I went to a friend's wedding once where there was a 90% chance of rain. And it was an outdoor wedding. It was held on the grounds of this historic mansion, and there was no room inside to hold a ceremony, so the backup plan was moving all the tables in the reception tent and holding the ceremony there. It was in May, and an all-day rain was on it's way, with storms stretching from Texas to the Dakotas.
And then the storm split into two right around St. Louis and it didn't rain. The ceremony went off without a hitch. It rained from Alton, IL all the way up to Minnesota, and it rained from Farmington, MO all the way down to Mississippi, but the rain missed St. Louis. The tiny chance of that happening is why the forecaster put it at 90% and not 100%, and somehow, the 10% hit.

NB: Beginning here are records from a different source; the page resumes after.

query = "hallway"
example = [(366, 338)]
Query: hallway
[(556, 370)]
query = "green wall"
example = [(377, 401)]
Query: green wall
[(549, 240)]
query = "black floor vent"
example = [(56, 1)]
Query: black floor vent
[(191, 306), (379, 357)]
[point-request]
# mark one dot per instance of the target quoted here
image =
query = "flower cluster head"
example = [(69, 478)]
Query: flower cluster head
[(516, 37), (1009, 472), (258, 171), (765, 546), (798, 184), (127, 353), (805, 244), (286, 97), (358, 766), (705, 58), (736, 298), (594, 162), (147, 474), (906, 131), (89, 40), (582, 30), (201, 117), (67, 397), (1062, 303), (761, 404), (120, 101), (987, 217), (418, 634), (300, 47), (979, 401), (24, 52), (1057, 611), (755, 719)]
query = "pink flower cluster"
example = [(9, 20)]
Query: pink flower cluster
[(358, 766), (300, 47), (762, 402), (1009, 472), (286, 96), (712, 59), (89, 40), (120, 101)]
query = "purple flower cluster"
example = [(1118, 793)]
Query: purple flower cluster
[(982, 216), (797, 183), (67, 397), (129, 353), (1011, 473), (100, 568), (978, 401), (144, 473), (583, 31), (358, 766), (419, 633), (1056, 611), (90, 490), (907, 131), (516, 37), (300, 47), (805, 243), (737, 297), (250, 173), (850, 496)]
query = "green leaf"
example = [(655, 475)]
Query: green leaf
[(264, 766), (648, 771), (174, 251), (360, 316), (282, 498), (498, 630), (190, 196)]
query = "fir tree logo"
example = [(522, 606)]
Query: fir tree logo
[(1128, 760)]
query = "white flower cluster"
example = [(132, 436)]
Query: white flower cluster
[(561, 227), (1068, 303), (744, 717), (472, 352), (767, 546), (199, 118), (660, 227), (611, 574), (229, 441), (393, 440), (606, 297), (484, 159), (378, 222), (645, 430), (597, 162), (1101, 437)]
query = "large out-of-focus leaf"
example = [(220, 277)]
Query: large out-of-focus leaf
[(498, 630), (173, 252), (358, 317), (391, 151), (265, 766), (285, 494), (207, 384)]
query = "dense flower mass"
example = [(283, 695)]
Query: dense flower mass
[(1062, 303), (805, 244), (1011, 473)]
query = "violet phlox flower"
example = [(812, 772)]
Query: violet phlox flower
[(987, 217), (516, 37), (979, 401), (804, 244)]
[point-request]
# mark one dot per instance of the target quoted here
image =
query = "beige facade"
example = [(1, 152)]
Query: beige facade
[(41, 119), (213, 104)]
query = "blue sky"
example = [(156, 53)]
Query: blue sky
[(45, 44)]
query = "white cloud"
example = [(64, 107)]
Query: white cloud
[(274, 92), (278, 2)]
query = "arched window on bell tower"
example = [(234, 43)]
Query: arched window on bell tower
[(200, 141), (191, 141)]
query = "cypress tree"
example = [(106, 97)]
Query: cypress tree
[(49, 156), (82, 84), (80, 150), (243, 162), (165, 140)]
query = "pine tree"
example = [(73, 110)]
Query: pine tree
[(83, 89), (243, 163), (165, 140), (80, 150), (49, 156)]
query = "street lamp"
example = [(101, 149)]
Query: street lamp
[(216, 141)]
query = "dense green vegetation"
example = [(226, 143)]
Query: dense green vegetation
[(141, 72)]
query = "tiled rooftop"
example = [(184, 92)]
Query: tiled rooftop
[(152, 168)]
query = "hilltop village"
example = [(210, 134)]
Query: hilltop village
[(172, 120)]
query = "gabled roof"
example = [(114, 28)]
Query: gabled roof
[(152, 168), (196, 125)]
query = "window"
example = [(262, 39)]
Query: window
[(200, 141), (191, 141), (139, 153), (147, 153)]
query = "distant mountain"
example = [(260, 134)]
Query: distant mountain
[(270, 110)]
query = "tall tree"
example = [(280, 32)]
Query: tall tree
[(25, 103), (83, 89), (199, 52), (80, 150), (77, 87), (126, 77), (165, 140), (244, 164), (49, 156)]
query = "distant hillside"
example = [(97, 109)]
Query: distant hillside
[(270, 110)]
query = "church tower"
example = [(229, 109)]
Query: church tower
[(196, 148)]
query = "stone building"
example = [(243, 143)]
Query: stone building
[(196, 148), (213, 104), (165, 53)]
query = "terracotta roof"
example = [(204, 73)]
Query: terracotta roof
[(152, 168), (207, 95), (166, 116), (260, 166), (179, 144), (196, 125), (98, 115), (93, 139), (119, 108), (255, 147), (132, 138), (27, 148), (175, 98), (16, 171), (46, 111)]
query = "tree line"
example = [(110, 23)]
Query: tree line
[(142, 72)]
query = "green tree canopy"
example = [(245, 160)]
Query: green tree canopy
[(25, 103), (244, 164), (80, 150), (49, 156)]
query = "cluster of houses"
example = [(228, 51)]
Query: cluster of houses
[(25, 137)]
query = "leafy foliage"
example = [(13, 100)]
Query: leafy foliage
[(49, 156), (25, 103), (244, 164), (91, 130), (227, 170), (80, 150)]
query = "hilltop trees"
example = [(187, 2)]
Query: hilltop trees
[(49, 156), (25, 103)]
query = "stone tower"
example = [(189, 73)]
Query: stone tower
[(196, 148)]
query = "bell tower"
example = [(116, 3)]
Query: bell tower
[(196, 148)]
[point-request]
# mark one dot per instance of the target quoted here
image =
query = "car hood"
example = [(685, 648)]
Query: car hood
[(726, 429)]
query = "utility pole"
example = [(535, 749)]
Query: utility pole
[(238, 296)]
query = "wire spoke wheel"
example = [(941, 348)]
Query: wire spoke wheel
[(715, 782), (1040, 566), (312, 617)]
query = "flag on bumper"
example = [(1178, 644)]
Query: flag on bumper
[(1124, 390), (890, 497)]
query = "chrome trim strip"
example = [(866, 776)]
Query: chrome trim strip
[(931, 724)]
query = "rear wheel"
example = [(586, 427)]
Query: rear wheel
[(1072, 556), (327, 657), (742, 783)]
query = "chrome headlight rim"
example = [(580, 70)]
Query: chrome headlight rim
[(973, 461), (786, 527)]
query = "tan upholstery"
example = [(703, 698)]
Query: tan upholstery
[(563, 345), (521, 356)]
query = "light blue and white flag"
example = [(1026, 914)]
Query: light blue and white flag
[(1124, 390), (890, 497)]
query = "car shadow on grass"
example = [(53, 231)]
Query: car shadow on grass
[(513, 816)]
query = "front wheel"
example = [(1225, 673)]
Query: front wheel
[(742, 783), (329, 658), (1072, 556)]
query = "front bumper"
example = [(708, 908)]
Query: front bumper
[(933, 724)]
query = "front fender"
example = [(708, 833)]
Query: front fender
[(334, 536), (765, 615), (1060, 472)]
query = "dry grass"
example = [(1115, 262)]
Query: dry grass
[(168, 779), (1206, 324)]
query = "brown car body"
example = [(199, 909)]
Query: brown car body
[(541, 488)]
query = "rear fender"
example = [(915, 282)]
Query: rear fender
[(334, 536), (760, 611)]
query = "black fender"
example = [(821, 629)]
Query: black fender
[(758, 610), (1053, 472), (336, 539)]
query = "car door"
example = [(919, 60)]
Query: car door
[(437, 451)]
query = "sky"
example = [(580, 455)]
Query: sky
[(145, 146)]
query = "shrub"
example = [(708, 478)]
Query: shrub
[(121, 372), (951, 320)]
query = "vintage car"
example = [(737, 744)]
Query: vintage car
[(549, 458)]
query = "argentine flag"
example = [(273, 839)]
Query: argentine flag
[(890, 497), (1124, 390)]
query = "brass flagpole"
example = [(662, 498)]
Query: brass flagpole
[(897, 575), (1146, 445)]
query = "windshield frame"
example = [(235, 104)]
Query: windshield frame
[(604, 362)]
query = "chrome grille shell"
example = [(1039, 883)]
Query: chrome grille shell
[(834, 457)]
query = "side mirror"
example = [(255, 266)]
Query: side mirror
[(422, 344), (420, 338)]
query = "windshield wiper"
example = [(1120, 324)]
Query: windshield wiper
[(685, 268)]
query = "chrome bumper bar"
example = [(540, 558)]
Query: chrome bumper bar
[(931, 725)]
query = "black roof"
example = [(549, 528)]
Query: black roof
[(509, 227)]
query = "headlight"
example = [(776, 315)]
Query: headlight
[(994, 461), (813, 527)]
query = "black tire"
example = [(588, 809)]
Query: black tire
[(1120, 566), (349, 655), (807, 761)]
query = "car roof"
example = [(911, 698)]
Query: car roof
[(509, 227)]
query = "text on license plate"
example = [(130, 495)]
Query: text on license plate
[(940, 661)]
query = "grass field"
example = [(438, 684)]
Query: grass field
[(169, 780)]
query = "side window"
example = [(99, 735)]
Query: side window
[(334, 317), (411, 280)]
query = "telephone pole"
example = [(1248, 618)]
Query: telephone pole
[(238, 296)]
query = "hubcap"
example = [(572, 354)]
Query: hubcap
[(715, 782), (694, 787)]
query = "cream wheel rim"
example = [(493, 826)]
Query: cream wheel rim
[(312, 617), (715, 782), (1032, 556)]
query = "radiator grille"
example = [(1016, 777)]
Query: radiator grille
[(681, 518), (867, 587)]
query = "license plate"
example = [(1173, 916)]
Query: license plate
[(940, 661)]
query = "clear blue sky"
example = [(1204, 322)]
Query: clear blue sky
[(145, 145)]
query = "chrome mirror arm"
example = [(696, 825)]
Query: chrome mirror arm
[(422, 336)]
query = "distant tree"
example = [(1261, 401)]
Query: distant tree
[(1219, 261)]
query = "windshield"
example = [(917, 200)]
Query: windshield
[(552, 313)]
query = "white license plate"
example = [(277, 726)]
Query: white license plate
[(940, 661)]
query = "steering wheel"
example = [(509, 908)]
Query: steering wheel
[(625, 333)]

Writing these posts about "18 of 31" and such, that's how confident I felt. The same confidence with which I would have told the groom "hey man, sorry, but it's absolutely going to rain tomorrow - just look at how big this storm is". And then it didn't rain. And we lost to Eastern Michigan and now must win four Big Ten games to go to a bowl. Oh, and we've only won four Big Ten games twice since 2003.
Which means, I guess, that October 12, 2019 looms even larger than before. We likely lose to Minnesota next week, meaning we'll be 2-3 and going nowhere. And we're not beating Wisconsin, so 2-5 is staring us straight in the face. So October 12, 2019 against a not-as-good-as-they-should-be Michigan team is our chance to turn it around.
See? I had it right all along. When I put October 12, 2019 in my Twitter bio 3.5 years ago, I knew that Lovie would be 11-30 before and would then go 14-6 after (the numbers that would be required to get us that 18 of 31). Look out, world! Illini football comin'!
Oh. Right. The world never really has to look out for us. We're Illinois football and we can't be trusted.